For tabloid editors last week, every day was good nudes day. At the Wilma Montesi manslaughter trial in Venice, a black-haired beauty known as the Black Swan said that in her set, boys and girls always stripped for tea. Jayne Mansfield dropped her shoulder straps to show photographers considerable acreage of a "head-to-toe" poison-ivy rash. And a New York censor ruled that an art-movie producer would have to banish his surrealist Muse or put some clothes on her.
There was even good dialogue to go with the pictures. In New York, Call Girl Nella ("Don't Call Me Madam") Bogart went on to brag about how the buyers she entertained for a General Electric wholesaler responded by ordering "carloads" of appliances (TIME, March 4). In Washington, Seattle Madam Ann Thompson told senators (see below) that even with support from the Teamsters' Union (membership: 1,400,000), a bawdyhouse chain would not pay in Portland, Ore.
The Art of Smut. The most significant tattle of the week came, however, straight out of journalism's dirty glass house. In Los Angeles, a parade of witnesses told a state senate investigating committee how Confidential magazine and its competitors (TIME, July 11, 1955) perform the keyhole-peeping routine that makes a heap of money out of homebreaking.
Spicy tabloid headlines and the senators own publicity-minded staging almost obscured the inquiry's intent: for the first time steps are under consideration to impose curbs on the salacious magazines. The senators were hoping to build a case for legislation that would dam the gutter press at its principal source--the Hollywood bedroom--by making it illegal for private eyes to hawk their dirty discoveries to publishers (for prices as high as $1,500 a story).
Detective Fred Otash testified that Hollywood Research, Inc., a listening post manned by a niece of Confidential Publisher Robert Harrison, the king of leer, paid him more than $30,000 a year for his services.

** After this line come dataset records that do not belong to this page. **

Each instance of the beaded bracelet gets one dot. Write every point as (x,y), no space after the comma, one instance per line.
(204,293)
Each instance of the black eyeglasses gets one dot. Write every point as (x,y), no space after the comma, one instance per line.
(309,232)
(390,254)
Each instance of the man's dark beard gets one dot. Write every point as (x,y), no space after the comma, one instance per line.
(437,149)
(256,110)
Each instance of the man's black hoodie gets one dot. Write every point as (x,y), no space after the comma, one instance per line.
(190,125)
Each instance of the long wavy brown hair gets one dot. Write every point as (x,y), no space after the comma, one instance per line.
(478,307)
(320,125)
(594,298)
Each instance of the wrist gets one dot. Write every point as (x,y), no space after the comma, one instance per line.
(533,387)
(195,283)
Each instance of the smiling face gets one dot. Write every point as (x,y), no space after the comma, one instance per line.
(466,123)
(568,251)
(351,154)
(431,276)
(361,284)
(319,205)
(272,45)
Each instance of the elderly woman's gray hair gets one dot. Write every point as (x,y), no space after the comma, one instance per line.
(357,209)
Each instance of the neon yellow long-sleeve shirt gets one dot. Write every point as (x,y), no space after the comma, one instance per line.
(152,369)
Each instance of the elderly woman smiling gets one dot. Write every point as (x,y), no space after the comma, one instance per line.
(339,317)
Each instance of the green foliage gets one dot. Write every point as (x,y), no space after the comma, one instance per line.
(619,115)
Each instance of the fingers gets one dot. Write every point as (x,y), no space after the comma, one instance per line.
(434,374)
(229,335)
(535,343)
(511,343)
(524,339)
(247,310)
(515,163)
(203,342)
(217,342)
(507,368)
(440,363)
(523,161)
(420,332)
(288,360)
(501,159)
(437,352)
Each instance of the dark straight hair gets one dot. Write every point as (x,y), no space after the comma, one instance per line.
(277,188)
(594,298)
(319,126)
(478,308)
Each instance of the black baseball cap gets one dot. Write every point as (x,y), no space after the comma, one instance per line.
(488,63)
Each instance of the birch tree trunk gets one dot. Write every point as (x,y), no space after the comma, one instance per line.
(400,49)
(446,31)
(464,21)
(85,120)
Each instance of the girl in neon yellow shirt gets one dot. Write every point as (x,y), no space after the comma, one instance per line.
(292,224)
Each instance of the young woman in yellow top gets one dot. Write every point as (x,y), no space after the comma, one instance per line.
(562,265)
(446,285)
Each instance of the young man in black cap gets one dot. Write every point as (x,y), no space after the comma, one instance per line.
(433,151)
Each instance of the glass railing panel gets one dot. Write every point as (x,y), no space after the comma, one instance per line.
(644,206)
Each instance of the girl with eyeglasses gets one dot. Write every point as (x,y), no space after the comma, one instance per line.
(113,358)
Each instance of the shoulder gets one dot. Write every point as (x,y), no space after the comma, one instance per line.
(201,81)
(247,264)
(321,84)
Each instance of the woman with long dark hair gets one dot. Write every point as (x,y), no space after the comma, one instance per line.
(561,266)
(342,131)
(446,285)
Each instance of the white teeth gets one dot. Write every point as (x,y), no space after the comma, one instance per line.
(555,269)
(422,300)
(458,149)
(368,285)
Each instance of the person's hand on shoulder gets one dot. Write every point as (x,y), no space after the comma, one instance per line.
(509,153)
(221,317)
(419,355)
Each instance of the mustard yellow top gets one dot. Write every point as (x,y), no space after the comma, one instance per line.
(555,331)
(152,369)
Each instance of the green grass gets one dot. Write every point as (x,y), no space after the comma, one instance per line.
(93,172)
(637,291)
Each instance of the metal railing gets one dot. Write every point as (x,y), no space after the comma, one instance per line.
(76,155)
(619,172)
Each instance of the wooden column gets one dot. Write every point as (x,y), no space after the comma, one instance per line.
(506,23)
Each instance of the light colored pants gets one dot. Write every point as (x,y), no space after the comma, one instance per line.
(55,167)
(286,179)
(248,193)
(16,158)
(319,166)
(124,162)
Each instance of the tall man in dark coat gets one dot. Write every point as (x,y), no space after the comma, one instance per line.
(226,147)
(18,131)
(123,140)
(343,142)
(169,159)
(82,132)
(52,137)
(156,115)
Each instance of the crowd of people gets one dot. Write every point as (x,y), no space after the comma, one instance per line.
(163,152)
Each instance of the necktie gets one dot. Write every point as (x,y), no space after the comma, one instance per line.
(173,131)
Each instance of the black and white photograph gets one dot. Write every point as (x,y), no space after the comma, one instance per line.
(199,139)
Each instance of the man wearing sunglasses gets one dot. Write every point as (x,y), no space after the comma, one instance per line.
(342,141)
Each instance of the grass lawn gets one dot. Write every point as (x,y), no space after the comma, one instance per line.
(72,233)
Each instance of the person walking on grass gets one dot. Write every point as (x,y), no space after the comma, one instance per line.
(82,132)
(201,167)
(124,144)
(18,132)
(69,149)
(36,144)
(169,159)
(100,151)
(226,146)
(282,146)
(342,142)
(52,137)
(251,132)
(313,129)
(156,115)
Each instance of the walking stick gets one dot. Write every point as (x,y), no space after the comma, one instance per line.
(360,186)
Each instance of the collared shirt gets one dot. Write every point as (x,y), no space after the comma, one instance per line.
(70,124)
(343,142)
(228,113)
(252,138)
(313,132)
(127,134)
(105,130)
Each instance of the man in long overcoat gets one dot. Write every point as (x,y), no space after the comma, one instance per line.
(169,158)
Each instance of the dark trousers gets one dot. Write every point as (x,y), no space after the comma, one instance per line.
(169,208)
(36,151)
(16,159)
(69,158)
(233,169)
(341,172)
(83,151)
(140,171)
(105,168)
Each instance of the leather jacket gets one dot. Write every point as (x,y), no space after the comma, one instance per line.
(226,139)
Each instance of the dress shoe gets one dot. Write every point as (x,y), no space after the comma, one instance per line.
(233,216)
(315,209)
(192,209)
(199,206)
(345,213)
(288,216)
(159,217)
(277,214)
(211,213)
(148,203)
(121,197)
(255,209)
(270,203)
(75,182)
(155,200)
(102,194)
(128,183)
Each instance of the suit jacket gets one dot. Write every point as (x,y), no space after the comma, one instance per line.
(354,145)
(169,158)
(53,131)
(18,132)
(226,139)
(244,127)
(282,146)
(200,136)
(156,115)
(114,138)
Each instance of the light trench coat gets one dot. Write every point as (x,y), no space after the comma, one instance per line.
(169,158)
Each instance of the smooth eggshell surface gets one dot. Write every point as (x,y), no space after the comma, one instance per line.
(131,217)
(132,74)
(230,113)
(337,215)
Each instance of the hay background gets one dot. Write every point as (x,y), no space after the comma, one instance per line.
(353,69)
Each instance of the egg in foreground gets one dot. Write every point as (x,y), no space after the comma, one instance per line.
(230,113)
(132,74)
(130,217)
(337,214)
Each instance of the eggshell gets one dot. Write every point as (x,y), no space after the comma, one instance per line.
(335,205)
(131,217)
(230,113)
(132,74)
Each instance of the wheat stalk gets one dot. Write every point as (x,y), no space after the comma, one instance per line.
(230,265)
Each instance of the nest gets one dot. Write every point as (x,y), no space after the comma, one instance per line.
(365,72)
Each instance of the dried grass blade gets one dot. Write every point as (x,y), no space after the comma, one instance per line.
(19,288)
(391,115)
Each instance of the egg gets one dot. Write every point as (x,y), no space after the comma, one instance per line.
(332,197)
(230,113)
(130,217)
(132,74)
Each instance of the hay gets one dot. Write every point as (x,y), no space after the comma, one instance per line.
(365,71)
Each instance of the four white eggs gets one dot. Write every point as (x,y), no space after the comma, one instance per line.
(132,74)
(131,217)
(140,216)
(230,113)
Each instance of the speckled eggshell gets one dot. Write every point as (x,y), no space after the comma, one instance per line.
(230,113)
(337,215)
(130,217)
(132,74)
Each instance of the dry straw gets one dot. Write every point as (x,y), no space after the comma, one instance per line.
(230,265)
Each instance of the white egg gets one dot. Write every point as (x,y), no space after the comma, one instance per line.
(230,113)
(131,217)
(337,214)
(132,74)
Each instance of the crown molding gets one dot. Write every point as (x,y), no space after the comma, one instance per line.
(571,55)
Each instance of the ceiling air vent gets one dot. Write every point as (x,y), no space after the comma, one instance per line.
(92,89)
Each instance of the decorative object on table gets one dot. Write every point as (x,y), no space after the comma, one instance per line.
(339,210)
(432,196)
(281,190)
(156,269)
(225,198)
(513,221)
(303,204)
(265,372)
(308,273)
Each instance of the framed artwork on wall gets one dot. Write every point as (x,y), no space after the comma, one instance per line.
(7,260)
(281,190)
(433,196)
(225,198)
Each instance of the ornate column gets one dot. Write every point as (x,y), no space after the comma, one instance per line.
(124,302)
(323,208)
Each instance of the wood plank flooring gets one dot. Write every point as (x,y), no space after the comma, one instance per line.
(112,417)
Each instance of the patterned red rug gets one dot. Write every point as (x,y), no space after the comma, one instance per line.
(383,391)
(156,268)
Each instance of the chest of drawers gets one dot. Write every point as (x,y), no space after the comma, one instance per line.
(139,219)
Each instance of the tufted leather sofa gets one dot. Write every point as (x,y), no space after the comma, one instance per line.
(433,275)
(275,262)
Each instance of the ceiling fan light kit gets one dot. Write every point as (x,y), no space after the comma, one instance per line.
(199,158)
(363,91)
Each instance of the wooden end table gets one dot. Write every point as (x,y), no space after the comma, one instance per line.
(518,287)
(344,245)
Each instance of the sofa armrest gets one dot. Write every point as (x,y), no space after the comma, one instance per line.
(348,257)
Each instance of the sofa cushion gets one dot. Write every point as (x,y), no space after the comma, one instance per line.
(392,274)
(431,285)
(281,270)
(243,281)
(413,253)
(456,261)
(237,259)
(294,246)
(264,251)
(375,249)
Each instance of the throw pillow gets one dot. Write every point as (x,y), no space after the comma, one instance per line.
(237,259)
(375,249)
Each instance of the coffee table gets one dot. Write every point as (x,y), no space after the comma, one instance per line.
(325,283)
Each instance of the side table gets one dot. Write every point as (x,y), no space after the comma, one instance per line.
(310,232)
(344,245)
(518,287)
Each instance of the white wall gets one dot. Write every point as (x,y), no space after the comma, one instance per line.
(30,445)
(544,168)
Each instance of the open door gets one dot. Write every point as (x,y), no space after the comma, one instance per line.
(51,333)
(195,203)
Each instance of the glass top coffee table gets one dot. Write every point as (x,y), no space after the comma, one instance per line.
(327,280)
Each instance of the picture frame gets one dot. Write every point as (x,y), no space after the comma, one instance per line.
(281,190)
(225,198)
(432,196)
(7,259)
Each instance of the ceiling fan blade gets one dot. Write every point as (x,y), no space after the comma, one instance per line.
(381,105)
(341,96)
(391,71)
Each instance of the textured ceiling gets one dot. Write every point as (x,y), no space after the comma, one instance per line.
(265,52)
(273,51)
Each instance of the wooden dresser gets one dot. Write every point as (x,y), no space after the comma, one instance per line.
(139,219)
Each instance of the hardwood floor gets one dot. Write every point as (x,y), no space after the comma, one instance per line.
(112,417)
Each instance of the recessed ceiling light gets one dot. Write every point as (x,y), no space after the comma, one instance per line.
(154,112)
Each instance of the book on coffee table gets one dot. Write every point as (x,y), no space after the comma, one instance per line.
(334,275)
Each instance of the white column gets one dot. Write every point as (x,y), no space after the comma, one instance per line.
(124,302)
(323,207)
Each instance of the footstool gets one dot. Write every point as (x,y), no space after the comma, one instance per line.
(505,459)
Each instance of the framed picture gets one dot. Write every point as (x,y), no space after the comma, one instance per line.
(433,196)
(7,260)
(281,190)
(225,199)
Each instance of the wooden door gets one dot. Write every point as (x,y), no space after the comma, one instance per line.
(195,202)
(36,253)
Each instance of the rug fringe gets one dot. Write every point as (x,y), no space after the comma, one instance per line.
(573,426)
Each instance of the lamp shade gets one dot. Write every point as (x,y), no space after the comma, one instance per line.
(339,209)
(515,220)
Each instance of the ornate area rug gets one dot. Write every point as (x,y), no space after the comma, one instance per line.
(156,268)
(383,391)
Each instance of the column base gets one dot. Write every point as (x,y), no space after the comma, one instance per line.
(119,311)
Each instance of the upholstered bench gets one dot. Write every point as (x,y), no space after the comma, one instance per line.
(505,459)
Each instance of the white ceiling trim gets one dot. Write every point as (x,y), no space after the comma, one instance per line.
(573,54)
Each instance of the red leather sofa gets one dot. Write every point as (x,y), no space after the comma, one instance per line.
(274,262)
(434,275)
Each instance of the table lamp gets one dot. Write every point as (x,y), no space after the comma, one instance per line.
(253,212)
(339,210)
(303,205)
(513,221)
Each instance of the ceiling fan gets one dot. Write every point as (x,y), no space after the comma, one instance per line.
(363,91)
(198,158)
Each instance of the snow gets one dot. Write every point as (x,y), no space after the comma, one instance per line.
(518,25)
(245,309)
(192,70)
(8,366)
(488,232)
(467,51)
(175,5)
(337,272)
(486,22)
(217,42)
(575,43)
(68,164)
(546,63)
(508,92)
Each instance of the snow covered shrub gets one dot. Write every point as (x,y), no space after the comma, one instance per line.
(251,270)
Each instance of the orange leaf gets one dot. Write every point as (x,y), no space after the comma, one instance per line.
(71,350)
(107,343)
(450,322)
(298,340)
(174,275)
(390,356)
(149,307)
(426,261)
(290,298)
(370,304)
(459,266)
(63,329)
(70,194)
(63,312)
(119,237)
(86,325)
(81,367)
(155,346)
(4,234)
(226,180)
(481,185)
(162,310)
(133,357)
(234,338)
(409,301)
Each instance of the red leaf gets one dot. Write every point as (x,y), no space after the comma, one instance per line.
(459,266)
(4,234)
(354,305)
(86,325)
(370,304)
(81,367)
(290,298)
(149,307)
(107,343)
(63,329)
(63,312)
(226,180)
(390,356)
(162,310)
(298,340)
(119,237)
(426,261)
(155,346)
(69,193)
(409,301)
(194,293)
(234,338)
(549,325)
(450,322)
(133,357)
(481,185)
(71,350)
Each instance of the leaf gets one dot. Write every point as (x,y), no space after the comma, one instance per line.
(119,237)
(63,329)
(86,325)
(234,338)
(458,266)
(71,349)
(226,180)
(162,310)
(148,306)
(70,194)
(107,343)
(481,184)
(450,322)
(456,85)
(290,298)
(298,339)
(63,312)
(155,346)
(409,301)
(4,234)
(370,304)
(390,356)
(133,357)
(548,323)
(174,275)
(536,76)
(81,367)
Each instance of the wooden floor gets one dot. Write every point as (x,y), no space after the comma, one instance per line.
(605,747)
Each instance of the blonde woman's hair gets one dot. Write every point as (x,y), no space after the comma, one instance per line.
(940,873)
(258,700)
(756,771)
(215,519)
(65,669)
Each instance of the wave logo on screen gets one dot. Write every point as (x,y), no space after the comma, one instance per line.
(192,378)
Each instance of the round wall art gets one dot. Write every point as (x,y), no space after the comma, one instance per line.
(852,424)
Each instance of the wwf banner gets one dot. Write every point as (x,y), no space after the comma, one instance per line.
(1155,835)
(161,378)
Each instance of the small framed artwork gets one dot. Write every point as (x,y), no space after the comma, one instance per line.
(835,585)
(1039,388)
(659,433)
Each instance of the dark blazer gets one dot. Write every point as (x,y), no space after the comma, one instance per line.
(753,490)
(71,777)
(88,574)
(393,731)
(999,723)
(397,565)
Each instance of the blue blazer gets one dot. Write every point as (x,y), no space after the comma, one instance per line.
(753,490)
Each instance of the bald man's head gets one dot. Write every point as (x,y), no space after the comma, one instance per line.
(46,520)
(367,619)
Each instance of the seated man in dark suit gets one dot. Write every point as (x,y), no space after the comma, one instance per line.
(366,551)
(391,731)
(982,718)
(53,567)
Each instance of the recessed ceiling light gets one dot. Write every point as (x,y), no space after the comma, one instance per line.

Among Otash's assignments: spying from bushes on Anita Ekberg, and taking telephoto-lens movies of her and her husband-to-be, Anthony Steel; "checking" some 200 Hollywood expose stories in two years for Harrison and others.
Chest a Bust. Another private eye told a story of going with Joe DiMaggio and Frank Sinatra, on Nov. 5, 1954. to raid a building where Marilyn Monroe was spending the night (they broke into the wrong apartment). The detective's report, stolen or sold from the files, matched in every detail a leering account of the fiasco in the September 1955 issue of Confidential. (Also called. Sinatra denied under oath that he had participated in the actual raid.) Hollywood brass was so worried by the peephole press, said a third private eye, that major studios once considered raising a $350,000 war chest to fight the scandal magazines.
The legislative probing came at a troublesome time for Confidential. The latest circulation report (3,269,954) showed a drop of almost 200,000 since last June. The bimonthly faces four libel suits* for a total of $5,000,000. The California attorney general's office is considering steps to prosecute Confidential for criminal libel and distribution of lewd material. There was good reason to doubt that the klieg-lit legislators would effectively police bedroom journalism, or indeed should. In fact, by emphasizing the zeal with which the leer-and-smear brigade sifts its dirt, the senate hearings lent some support to the smut-peddlers' argument that scurrility can be justified if it is accurate. Nevertheless, few responsible editors could agree with Publisher Harrison that "the truth never smears anybody." The issue that was largely ignored last week is whether truth a la Confidential is defensible in terms of the instincts it gratifies, the unhappiness it causes or the sneak-thief means by which it is obtained.
*Filed by Errol Flynn, Doris Duke, Father Divine, and Sugar Ray Robinson's manager, George Gainford.